- Born: August 4, 1927 Minneapolis, Minnesota
- Died: November 21, 2019 (aged 92)
- Occupation: Architect
- Awards: Richard Neutra International Medal for Design Excellence, the California Council/AIA Bernard Maybeck Award for Design Excellence, the Topaz Medal
- Practice: Kappe Architects Planners
- Buildings: Benton House
- Projects: Southern California Institute of Architecture

= Ray Kappe =

American architect and educator (1927–2019)

Ray Kappe (August 4, 1927 – November 21, 2019) was an American architect and educator. In 1972, he resigned his position as Founding Chair of the Department of Architecture at California State Polytechnic University, Pomona and along with a group of faculty, students and his wife, Shelly Kappe, started what eventually came to be known as the Southern California Institute of Architecture (SCI-Arc). In 2003, Kappe began working with LivingHomes to design modular homes.

Kappe remained actively involved in architectural theory and practice in his later years, particularly in the areas of sustainability and the prefabrication of residences.

==Early life and education==
Kappe was born in Minneapolis on August 4, 1927, the son of Romanian immigrants. He attended high school in Los Angeles. He studied for a single semester at UCLA in 1945 before being drafted in into the U.S. Army Corps of Engineers, where he served as a topographical surveying instructor.

==Career==
After his discharge Kappe attended the University of California, Berkeley, and earned a B.Arch. degree in 1951. He practiced architecture on his own starting in 1954, and then became one of the principals of Kahn Kappe Lotery Boccato in 1968. The firm changed names in 1978 to Kappe Lotery Boccato and in 1985, Kappe split off to form Kappe Architects Planners.

Along with Thom Mayne and Shelly Kappe, he founded Southern California Institute of Architecture (SCI-Arc for short). This institute promoted a more well-rounded, avant-garde, and progressive approach to architecture, something Kappe always advocated for.

Kappe designed multiple houses in California and elsewhere, he put emphasis on making homes functional in their climate and site through use of technology and local materials.

Kappe died from respiratory failure on November 21, 2019.

==Legacy==
The Ray Kappe Archive is housed at the Getty Research Institute and contains all of his drawings, models, and papers, offering comprehensive coverage of his long and varied career.

In 2021, actor Will Arnett sold a custom residence based on a design by Kappe in Beverly Hills for $7.85 million.

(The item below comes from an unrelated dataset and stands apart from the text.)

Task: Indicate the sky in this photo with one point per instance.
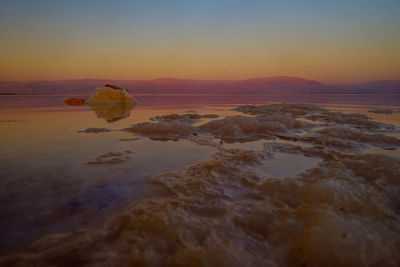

Southern California Institute of Architecture is still open and accepting students. The school is structured differently than many other institutions for architecture. Kappe had the goal of promoting a general education, offering writing classes, mechanics classes, and all sorts of education that wasn't directly related to architecture. His mission was to create well-rounded students.

==In popular culture==
The Showtime series Californication features one of Kappe's projects, the Benton House, as a major plot point in Episode Seven, "Girls Interrupted." The interior of this house is also featured on the CBS series Shark and in the movie Cruel Intentions.

Another of his projects made two brief appearances in the Sea Hunt episode, "Hit and Run," as the residence of the episode's villain. This house was also featured in the Home section of the Los Angeles Times, in an article titled, "A Boat, a Bay, and a Happy House."

'People Movers', taken from the unused plans for a 1970s Los Angeles redevelopment project, was used by Manchester band Shaking Hand as the cover artwork for their self-titled debut album, released on 16th January 2026 via Melodic.